Mark Morris is a front rank American choreographer who continues to create monuments of contemporary dance and receive high accolades for his creativity and work. “Mozart Dances” is exemplary of his work and career, comprising a dance in three sections set to three piano concerti by Mozart. Saying Morris’s dances have musicality is an understatement; in rehearsals, Morris directs holding in his hands scores of the music.
When watching the performance, one sees clearly that the dancers become the music rather than merely dancing to music. This dominant quality was aided and abetted by live performance of the music, featuring Anton Nel on the piano. And this extreme musicality is the key to interpreting Morris’s dances and looking for meaning in them. For example, in the first section, the dancer dancing the piano part gave vibrant, bravura solos as would be expected in a Mozart piano concerto. Then later in the same section the same dancer made an entrance walking, not dancing. She walked among other dancing groups, looking hither and yon. Why? Then it became apparent that the piano was silent in this part of the concerto. The dancer was a note, looking for her instrument to play her! Piano came back in, and all was joy.
This playful inventiveness ran all through the evening length work. Morris constantly invented movement patterns, then broke them surprisingly, and formed counter-patterns, just as in classical music. He found new shapes formed from dancers standing in a circle, and on and on.
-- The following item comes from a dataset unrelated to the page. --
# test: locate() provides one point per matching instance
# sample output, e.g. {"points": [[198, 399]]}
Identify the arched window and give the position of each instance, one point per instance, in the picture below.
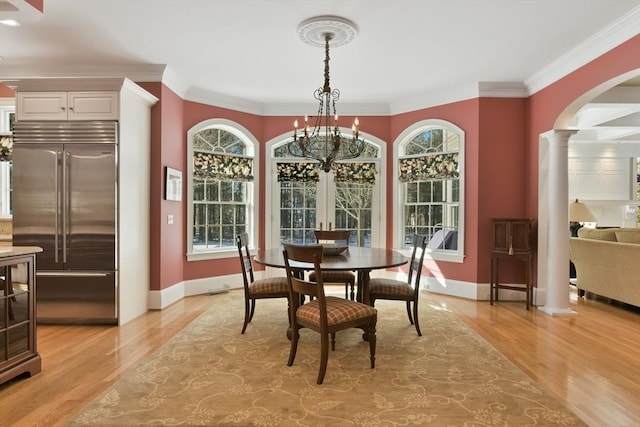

This seems astounding to many who find modern dance a la Martha Graham and Merce Cunningham gradually becoming anachronistic, its days of originality long behind it. As a man in his fifties, Morris continues to show surprising freshness in his explorations of the modern dance form, at a time when he could be resting on a veritable couch of career laurels. In a pre-show lecture, UT professor and former Mark Morris dancer Holly Williams said that Morris has a very deep well of creativity. “Mozart Dances” is the confirmation of that statement.